The Book
RELEASED MAY 31, 2013
In WALLED-IN: A WEST BERLIN GIRL’S JOURNEY TO FREEDOM, J. Elke Ertle chronicles the first 21 years of her life growing up in West Berlin during the Cold War. Located one hundred miles from the closest West German border, West Berlin was nothing more than a tiny western island in the middle of a large Communist sea. But by the same token, it also represented the front line of the Cold War divide.
Elke was a small child when in 1948 the Soviets blockaded West Berlin by cutting off all surface supply routes to the city. There was only enough food in the entire city to last for 35 days. Starvation seemed imminent. But in an incredible feat of logistics, the United States and Great Britain launched the Berlin Airlift, which for the next eleven months supplied everything Berlin needed by air. The total number miles flown during that period was close to the distance between the earth and the sun.

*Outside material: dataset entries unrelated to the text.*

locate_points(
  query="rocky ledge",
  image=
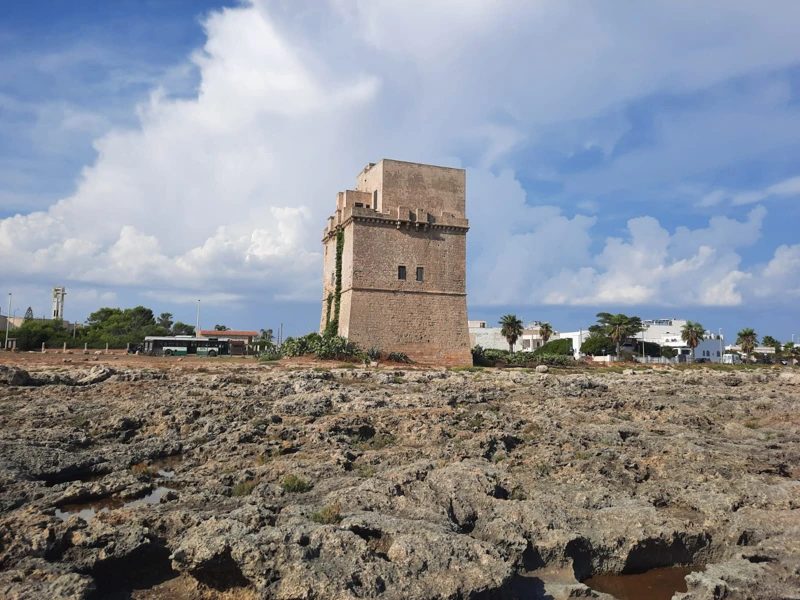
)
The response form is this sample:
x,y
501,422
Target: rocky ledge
x,y
233,480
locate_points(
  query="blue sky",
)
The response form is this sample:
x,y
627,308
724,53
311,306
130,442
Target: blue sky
x,y
638,159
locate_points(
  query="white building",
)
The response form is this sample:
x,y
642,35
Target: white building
x,y
577,337
667,332
491,337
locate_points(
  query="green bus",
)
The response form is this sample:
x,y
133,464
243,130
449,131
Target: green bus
x,y
181,345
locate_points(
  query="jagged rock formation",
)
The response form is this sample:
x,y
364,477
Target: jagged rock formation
x,y
232,480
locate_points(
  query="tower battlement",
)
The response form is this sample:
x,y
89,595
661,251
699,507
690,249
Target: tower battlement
x,y
398,242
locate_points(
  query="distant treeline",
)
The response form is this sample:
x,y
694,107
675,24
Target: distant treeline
x,y
113,326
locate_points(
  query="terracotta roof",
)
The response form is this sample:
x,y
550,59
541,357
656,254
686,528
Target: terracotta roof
x,y
215,333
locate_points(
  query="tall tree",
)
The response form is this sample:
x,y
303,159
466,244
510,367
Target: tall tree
x,y
794,352
618,328
546,332
692,334
511,330
747,339
182,329
165,321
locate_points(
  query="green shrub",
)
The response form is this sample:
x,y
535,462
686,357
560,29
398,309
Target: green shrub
x,y
554,360
494,358
295,485
243,489
324,347
327,515
560,347
336,346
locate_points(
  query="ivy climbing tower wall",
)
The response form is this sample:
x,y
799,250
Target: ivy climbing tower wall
x,y
395,263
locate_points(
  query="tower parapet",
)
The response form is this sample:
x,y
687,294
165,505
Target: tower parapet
x,y
397,243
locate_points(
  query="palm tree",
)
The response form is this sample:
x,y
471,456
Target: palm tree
x,y
794,352
617,328
546,332
511,330
692,333
770,341
747,340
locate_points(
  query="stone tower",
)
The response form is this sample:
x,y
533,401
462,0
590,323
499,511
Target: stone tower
x,y
395,263
58,301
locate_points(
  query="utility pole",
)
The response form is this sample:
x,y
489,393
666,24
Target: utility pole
x,y
7,319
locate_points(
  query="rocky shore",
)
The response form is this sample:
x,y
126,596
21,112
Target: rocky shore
x,y
233,480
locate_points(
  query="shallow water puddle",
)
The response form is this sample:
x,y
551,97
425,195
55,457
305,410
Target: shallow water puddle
x,y
655,584
166,466
89,510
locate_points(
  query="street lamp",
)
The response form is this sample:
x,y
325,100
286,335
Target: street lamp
x,y
197,325
8,315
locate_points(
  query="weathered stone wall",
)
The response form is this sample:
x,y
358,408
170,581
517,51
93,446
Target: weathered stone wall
x,y
379,248
424,326
425,319
436,189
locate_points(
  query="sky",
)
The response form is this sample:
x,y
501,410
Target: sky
x,y
621,157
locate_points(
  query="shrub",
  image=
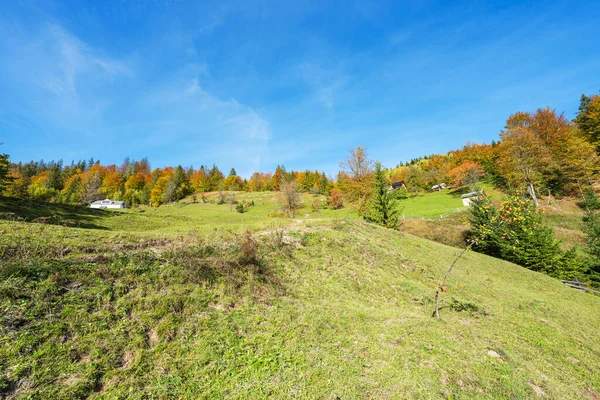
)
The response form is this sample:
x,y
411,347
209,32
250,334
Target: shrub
x,y
335,199
316,205
515,232
248,250
590,200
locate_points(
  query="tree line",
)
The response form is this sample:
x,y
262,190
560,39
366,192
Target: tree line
x,y
537,153
136,183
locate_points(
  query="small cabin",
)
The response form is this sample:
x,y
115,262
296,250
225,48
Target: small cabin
x,y
467,198
106,203
397,186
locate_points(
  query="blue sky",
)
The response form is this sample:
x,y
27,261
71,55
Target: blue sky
x,y
254,84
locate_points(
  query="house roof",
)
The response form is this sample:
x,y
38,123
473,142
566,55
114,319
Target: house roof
x,y
471,194
107,201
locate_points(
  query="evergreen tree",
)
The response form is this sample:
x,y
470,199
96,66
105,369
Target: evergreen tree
x,y
4,165
383,209
592,239
516,233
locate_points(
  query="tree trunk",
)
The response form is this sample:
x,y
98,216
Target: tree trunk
x,y
531,191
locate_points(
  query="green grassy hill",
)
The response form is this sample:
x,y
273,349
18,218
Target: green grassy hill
x,y
179,302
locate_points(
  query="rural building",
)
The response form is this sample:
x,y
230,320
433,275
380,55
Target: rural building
x,y
467,198
397,186
107,204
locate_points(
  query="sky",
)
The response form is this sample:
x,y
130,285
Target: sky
x,y
255,84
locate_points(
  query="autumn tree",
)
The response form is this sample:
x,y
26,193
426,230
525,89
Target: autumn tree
x,y
466,174
215,177
112,184
335,200
200,180
135,188
91,186
233,182
289,198
588,119
73,192
523,156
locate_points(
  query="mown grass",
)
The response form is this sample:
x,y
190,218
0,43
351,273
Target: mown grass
x,y
321,308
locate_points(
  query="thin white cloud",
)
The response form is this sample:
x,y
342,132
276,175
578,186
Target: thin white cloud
x,y
327,84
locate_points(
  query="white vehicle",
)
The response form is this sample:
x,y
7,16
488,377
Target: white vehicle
x,y
108,204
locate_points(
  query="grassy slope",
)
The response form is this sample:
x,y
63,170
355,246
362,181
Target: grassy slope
x,y
342,309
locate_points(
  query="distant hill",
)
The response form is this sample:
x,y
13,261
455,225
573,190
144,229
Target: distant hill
x,y
178,302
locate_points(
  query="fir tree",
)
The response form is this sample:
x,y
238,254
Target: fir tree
x,y
383,209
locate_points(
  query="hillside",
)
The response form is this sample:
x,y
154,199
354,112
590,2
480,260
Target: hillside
x,y
179,302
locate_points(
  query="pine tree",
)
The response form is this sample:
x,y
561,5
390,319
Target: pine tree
x,y
4,177
383,209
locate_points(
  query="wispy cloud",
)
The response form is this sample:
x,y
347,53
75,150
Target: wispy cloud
x,y
59,75
327,84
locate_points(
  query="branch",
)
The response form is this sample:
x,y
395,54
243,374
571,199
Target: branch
x,y
436,313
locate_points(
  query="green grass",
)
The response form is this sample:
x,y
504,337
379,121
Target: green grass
x,y
327,307
432,204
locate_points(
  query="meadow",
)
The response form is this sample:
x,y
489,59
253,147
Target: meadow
x,y
196,301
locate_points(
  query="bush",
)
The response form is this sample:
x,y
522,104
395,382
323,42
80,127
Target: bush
x,y
316,205
590,200
335,200
515,232
248,250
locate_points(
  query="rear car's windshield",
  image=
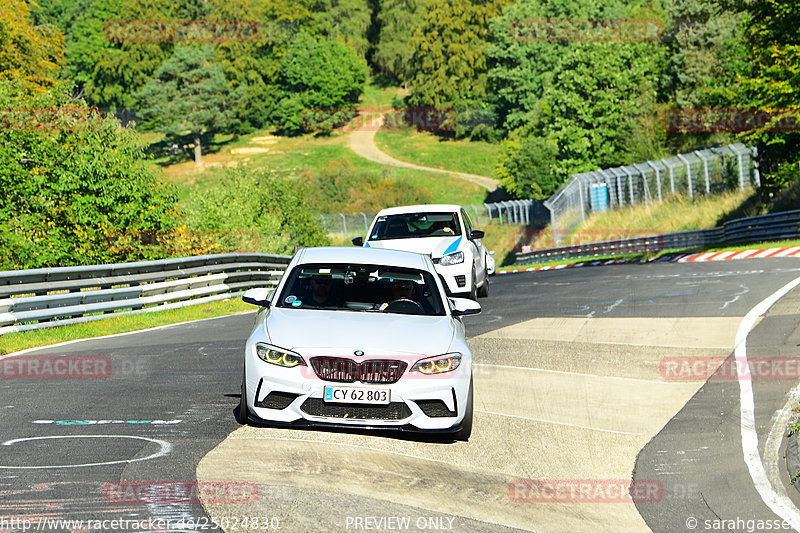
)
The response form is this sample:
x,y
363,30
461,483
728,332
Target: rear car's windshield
x,y
413,225
359,287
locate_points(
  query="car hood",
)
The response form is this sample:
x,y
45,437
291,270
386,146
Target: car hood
x,y
343,332
433,246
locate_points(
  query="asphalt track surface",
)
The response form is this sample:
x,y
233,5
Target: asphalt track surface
x,y
70,448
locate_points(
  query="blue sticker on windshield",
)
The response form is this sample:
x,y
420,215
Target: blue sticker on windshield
x,y
453,246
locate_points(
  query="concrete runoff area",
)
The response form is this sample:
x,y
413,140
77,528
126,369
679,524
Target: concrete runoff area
x,y
568,402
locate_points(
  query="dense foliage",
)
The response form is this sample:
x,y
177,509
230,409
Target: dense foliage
x,y
74,190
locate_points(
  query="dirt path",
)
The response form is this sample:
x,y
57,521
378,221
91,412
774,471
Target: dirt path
x,y
362,142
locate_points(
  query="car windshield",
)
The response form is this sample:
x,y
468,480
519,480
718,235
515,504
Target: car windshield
x,y
414,225
359,287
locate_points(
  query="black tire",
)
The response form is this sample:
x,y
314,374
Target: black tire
x,y
244,412
483,290
466,425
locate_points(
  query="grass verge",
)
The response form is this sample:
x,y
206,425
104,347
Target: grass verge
x,y
426,149
14,342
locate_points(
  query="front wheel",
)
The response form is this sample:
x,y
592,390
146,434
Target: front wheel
x,y
466,424
244,412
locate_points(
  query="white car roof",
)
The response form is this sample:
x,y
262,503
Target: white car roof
x,y
352,254
422,208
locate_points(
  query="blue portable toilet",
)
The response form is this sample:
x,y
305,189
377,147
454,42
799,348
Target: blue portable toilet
x,y
599,197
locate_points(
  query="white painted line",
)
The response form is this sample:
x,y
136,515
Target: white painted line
x,y
563,424
781,506
744,254
705,257
567,373
787,251
165,448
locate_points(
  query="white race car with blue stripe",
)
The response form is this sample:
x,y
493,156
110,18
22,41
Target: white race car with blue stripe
x,y
446,234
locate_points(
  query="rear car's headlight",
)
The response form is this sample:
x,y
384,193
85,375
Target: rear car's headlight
x,y
278,356
437,365
452,259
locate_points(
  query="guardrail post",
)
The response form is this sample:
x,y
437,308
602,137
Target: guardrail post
x,y
705,168
688,174
658,179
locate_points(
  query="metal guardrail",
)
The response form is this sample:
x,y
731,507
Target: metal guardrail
x,y
48,297
777,226
701,172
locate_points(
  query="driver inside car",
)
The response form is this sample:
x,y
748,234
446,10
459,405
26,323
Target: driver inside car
x,y
401,290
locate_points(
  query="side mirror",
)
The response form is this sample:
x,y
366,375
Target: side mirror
x,y
257,296
464,306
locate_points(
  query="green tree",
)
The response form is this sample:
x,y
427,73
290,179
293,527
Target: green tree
x,y
397,21
526,167
522,61
188,93
28,52
251,65
73,185
773,41
320,81
706,55
448,67
347,20
600,94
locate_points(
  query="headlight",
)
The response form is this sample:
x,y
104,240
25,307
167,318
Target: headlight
x,y
278,356
438,365
452,259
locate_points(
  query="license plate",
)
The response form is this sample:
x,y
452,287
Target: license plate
x,y
356,395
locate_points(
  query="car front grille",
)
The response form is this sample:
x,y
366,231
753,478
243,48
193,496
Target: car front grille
x,y
393,411
343,370
435,408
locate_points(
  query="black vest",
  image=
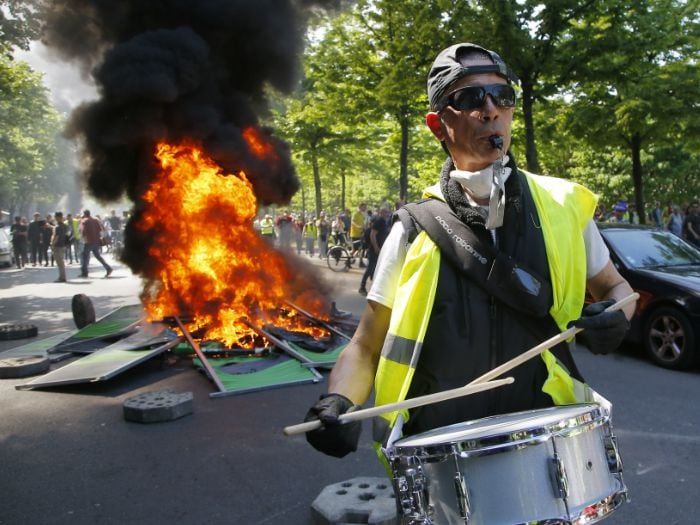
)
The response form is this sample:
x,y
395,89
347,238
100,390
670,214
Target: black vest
x,y
470,333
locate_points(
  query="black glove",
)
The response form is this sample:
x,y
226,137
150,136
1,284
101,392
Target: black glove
x,y
333,438
604,330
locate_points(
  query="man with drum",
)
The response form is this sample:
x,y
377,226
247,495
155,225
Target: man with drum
x,y
494,261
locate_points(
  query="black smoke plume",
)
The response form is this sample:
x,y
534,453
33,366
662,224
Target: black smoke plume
x,y
172,70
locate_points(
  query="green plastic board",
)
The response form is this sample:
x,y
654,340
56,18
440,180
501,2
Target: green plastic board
x,y
151,340
243,374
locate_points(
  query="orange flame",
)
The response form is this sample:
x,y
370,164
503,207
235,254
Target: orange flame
x,y
212,263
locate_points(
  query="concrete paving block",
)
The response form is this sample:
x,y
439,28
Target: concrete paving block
x,y
154,407
357,500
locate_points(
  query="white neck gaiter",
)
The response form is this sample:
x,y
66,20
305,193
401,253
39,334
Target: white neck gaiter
x,y
489,182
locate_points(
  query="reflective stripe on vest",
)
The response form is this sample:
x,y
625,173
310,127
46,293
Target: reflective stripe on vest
x,y
563,207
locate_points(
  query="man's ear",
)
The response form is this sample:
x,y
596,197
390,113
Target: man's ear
x,y
432,119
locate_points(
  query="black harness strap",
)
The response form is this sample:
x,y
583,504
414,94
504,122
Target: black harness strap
x,y
497,273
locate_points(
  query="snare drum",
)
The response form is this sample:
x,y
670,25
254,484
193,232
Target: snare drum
x,y
553,465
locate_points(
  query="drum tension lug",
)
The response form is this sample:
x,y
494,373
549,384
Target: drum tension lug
x,y
561,480
412,496
462,497
613,455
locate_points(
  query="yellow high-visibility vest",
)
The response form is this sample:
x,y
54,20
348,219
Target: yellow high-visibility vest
x,y
564,209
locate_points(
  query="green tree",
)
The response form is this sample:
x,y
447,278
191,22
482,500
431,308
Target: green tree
x,y
20,23
29,128
638,88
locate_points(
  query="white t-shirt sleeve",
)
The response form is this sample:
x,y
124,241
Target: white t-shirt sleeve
x,y
597,253
393,255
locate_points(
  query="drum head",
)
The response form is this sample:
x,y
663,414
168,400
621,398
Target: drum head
x,y
510,427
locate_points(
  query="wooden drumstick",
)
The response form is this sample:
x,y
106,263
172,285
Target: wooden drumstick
x,y
549,343
486,379
401,405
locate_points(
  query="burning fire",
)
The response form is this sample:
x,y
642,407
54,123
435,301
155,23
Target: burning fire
x,y
212,263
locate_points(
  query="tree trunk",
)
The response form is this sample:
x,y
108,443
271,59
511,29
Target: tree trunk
x,y
342,189
531,160
636,144
317,183
403,161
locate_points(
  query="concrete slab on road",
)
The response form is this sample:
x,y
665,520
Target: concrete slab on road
x,y
68,455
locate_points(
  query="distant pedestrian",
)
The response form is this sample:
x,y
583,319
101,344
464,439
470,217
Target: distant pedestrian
x,y
379,229
675,221
310,235
34,238
267,229
18,231
90,230
285,229
60,241
357,229
692,224
46,234
74,223
656,215
299,232
324,230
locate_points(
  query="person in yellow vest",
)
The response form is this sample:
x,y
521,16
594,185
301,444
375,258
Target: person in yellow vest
x,y
310,234
267,228
509,270
357,230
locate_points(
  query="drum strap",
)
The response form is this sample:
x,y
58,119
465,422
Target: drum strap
x,y
497,273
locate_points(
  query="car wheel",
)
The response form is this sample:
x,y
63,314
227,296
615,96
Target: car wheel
x,y
669,339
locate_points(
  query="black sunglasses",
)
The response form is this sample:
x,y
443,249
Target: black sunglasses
x,y
472,97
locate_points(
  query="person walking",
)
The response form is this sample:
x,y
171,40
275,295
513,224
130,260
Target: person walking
x,y
61,239
378,232
18,231
440,313
692,224
357,228
324,230
34,238
310,235
675,221
91,233
267,229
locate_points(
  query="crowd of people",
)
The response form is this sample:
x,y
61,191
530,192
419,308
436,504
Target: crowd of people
x,y
60,239
681,220
362,232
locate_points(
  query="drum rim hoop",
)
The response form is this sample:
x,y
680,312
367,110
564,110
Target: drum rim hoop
x,y
593,417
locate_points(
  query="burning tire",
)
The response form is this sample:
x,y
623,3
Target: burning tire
x,y
17,331
83,310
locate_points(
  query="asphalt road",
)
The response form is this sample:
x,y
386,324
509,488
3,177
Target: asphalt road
x,y
68,456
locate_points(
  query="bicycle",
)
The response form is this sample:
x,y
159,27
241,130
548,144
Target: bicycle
x,y
339,258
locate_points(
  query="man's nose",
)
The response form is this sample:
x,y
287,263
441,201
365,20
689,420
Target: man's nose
x,y
489,109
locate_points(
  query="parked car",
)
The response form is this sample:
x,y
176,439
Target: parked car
x,y
665,271
5,248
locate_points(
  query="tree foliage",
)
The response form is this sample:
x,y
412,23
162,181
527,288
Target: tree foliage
x,y
20,23
609,93
30,128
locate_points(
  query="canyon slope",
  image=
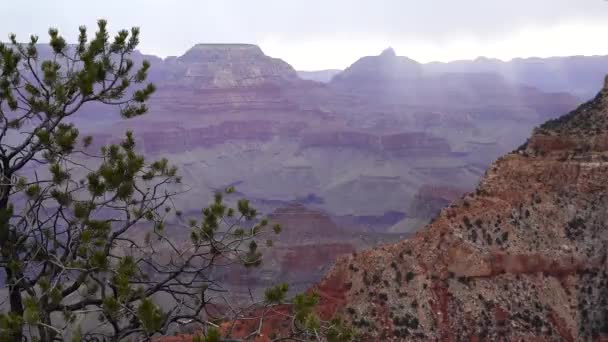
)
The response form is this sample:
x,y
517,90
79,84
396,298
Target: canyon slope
x,y
376,152
523,257
578,75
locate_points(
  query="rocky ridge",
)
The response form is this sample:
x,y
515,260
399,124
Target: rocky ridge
x,y
523,258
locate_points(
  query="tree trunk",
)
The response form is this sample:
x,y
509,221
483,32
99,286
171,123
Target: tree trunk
x,y
6,250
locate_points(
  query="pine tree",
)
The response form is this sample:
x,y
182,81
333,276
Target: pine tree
x,y
75,264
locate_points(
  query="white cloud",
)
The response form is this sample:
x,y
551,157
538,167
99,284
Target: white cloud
x,y
314,34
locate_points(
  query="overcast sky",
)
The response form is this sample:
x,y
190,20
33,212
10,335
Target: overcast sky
x,y
321,34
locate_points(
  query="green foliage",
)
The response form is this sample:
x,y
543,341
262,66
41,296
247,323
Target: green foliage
x,y
339,331
213,335
96,232
276,294
150,315
304,305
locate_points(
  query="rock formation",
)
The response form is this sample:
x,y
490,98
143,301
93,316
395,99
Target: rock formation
x,y
521,258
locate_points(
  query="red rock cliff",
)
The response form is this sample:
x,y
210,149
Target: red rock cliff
x,y
522,258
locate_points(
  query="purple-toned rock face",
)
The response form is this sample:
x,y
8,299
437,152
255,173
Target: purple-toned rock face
x,y
359,153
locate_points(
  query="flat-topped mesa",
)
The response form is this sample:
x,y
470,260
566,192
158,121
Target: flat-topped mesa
x,y
523,258
210,52
221,66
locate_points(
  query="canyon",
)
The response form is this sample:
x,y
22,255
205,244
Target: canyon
x,y
376,152
520,258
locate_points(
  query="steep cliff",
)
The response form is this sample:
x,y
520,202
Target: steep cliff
x,y
521,258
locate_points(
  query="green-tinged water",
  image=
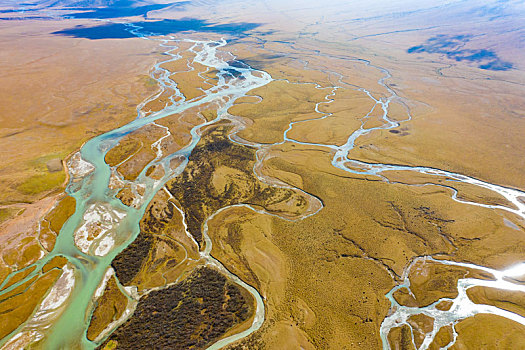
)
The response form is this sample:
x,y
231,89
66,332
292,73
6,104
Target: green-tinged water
x,y
95,199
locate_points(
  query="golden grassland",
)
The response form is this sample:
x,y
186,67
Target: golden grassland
x,y
324,278
64,96
282,103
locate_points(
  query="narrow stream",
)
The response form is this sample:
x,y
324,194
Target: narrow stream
x,y
89,261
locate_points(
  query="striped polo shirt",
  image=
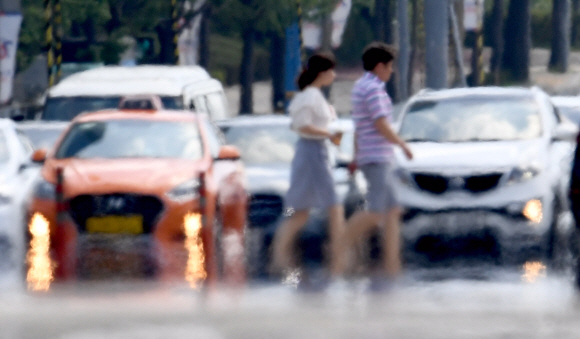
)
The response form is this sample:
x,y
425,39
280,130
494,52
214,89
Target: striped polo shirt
x,y
370,102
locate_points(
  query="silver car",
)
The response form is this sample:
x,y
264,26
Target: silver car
x,y
489,175
17,175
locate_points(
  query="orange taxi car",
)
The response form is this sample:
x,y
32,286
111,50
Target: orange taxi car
x,y
128,180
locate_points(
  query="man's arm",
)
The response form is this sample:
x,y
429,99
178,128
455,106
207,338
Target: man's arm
x,y
384,128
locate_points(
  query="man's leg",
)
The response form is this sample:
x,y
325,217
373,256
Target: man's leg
x,y
335,230
392,242
358,226
283,256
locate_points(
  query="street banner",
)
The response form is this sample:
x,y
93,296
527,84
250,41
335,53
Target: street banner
x,y
311,32
188,41
9,31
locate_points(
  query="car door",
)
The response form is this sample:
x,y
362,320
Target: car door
x,y
561,152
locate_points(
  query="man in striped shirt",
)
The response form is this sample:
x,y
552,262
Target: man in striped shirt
x,y
374,142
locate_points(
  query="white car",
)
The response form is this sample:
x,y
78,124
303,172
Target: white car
x,y
568,106
489,175
17,175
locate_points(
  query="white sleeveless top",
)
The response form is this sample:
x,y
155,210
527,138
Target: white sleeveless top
x,y
309,107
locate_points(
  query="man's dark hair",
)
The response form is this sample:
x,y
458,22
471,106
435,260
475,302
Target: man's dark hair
x,y
375,53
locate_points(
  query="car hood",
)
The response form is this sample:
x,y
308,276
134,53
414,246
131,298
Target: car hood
x,y
473,156
102,176
272,179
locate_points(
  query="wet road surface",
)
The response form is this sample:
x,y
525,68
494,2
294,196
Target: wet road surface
x,y
476,302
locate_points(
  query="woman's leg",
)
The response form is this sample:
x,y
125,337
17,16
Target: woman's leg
x,y
335,231
284,238
358,226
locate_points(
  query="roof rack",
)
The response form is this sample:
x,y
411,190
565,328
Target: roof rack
x,y
141,102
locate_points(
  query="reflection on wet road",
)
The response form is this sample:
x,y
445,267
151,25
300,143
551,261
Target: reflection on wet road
x,y
473,302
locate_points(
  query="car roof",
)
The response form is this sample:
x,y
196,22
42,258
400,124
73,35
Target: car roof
x,y
6,122
474,91
161,115
42,124
255,119
570,101
121,80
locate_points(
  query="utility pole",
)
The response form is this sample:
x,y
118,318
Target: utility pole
x,y
458,45
437,41
404,49
48,41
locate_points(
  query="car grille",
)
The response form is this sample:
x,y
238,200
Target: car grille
x,y
482,183
438,184
83,207
264,209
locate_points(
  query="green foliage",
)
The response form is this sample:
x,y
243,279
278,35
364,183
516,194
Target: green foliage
x,y
358,33
31,40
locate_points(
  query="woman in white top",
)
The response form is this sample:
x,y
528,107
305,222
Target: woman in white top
x,y
311,182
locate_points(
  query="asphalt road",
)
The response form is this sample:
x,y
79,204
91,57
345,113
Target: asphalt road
x,y
476,302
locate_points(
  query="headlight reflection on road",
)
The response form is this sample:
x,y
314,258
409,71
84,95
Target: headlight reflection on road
x,y
195,270
533,270
40,266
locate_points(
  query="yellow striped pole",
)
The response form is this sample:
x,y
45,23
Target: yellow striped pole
x,y
58,39
480,58
175,27
48,36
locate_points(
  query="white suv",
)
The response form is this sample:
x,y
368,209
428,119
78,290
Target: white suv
x,y
489,175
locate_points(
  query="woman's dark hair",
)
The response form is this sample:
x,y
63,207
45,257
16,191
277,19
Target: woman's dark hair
x,y
318,63
376,53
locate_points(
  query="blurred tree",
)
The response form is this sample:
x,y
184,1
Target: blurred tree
x,y
518,40
560,36
497,42
256,20
575,22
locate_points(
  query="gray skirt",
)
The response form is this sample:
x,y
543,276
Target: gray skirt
x,y
311,181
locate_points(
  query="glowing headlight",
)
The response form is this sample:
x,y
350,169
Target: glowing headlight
x,y
533,210
404,177
44,190
185,191
521,174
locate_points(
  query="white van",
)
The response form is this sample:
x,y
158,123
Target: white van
x,y
179,87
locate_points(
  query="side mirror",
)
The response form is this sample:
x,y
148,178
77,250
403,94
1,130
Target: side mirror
x,y
229,152
39,156
565,132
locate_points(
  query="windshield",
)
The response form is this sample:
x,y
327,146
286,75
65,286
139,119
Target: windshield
x,y
571,112
472,119
131,139
4,150
261,145
43,137
66,108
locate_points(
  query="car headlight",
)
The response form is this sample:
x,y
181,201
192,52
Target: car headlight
x,y
5,196
404,177
521,174
44,190
185,191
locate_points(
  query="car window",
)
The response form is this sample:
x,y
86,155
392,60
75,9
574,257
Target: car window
x,y
43,137
25,142
66,108
217,106
472,119
571,112
132,139
214,137
262,144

As the economic disparity between East and West Germany continued to escalate during the 1950s, approximately 150,000 to 300,000 East Germans fled to the west every year in hopes of a better life. Elke was a teen when in 1961 the East Germany government, with Soviet support, erected the Berlin Wall to stem that drain of professionals and skilled labor. Two years later, she stood in the crowd of half million Berliners who wildly cheered when President John F. Kennedy said, “Ich bin ein Berliner” in front of West Berlin’s city hall.
In her late teens, Elke struggled with parental walls almost as high as the Berlin Wall. In Walled-In, she draws a unique parallel between the conflicts over the brick-and-mortar Berlin Wall and her own hotly fought battles over equally insurmountable parental walls. Walled-Inprobes the concepts of freedom vs. conformity, conflict vs. cooperation, domination vs. submission, loyalty vs. betrayal.